Some capex plans are being carried over from fiscal 2021 that ended in March, when the economy was hit by the previous wintertime spike in Covid cases and supply delays were exacerbated by the Ukraine war. Capex is generally supported by demand for automation, government-led digital transformation and emission control.
The government maintained its assessment of industrial production after upgrading it in August for the first time in seven months, saying it is “showing signs of a pickup.” Previously it had said “its pickup is stalling.”
The government kept its view on exports, saying they are “largely flat.” Shipments of autos and production machines are growing while the semiconductor market has a softer tone as demand for smartphones and computers has run its course.
Japanese exports values hit a record high in September as easing supply bottlenecks are supporting the auto industry and the prices for fuels and semiconductors remain high, but high energy bills and the weak yen also lifted imports to a fresh all-time high, leading to a 14th consecutive month of a trade deficit, data released earlier this month by the Ministry of Finance showed.

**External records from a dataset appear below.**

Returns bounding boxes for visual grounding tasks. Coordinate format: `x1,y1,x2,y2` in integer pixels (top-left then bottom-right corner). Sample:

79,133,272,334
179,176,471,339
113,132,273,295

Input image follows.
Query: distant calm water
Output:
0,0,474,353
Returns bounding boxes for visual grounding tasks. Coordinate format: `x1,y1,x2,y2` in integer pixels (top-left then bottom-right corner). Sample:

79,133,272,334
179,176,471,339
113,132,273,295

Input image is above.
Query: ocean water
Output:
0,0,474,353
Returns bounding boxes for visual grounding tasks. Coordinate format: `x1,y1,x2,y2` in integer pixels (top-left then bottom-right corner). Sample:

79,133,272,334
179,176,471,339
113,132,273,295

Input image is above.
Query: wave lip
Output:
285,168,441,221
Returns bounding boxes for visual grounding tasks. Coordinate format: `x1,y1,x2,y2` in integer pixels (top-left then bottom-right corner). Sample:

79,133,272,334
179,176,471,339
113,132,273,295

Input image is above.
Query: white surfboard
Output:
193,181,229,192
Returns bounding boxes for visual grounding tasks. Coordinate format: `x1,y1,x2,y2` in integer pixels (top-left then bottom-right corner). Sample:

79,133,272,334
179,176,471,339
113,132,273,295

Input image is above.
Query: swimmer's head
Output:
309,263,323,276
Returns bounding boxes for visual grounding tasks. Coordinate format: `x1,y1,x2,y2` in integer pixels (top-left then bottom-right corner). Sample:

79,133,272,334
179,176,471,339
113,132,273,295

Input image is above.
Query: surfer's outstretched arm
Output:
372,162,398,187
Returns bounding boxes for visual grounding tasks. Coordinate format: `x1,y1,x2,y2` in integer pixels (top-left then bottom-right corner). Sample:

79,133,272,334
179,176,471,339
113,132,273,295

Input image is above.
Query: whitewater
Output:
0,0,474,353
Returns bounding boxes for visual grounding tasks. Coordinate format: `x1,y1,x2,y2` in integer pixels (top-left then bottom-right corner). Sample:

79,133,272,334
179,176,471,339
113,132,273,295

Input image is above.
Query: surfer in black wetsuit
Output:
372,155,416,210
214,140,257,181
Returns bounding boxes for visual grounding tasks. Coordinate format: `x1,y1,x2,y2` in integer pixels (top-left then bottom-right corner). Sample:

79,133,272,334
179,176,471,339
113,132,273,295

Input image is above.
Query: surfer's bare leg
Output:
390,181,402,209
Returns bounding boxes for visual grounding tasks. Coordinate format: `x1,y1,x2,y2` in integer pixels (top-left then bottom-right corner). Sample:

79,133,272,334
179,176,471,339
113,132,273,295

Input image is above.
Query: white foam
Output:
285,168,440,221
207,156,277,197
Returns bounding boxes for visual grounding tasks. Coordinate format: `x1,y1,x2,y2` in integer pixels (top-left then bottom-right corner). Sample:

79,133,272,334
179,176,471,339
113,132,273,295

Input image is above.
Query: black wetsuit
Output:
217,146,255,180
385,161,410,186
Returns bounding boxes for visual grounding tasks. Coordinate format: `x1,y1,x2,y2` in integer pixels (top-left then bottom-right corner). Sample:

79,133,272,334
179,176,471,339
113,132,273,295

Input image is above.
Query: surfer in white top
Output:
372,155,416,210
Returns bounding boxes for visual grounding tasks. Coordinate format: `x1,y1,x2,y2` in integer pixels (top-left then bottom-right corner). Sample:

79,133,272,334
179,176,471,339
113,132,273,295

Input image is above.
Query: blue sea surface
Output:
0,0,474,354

The export volume index calculated by the Cabinet Office edged a seasonally adjusted 0.1% on the month in September after falling a 3.3% in August for the first drop in four months and rising 0.3% in July. Other details:
The government’s assessment of key components of the economy in the monthly
economic report:
- Private consumption is “picking up moderately” (unchanged; upgraded in July
2022; downgraded in February 2022). - Business investment is “picking up” vs. “showing signs of a pickup” (the first
upgrade in eight months; last upgraded in February 2022; downgraded in
December 2021). - Housing construction is “firm” (unchanged; upgraded in June 2022; downgraded
in February 2022). - Exports are “largely flat” (unchanged; upgraded in December 2020; downgraded
in November 2021). - Imports are “largely flat” vs. “showing signs of a pickup” (the first downgrade in
five months; upgraded in July 2022; last downgraded in May 2022). - Industrial production is “showing signs of a pickup” (unchanged; upgraded in
August 2022; downgraded in June 2022). - Corporate profits are “picking up, although some weaknesses remain among
non-manufacturers” due to the impact of the pandemic (unchanged; upgraded in
March 2022; downgraded in April 2020). - “Signs of a pickup in business sentiment are pausing” (unchanged; upgraded in
December 2021; downgraded in March 2022). - Employment conditions are “picking up” (unchanged; upgraded in July 2022;
downgraded in May 2020). - Consumer prices “have been rising” (unchanged; upgraded in May 2022; downgraded in March 2020).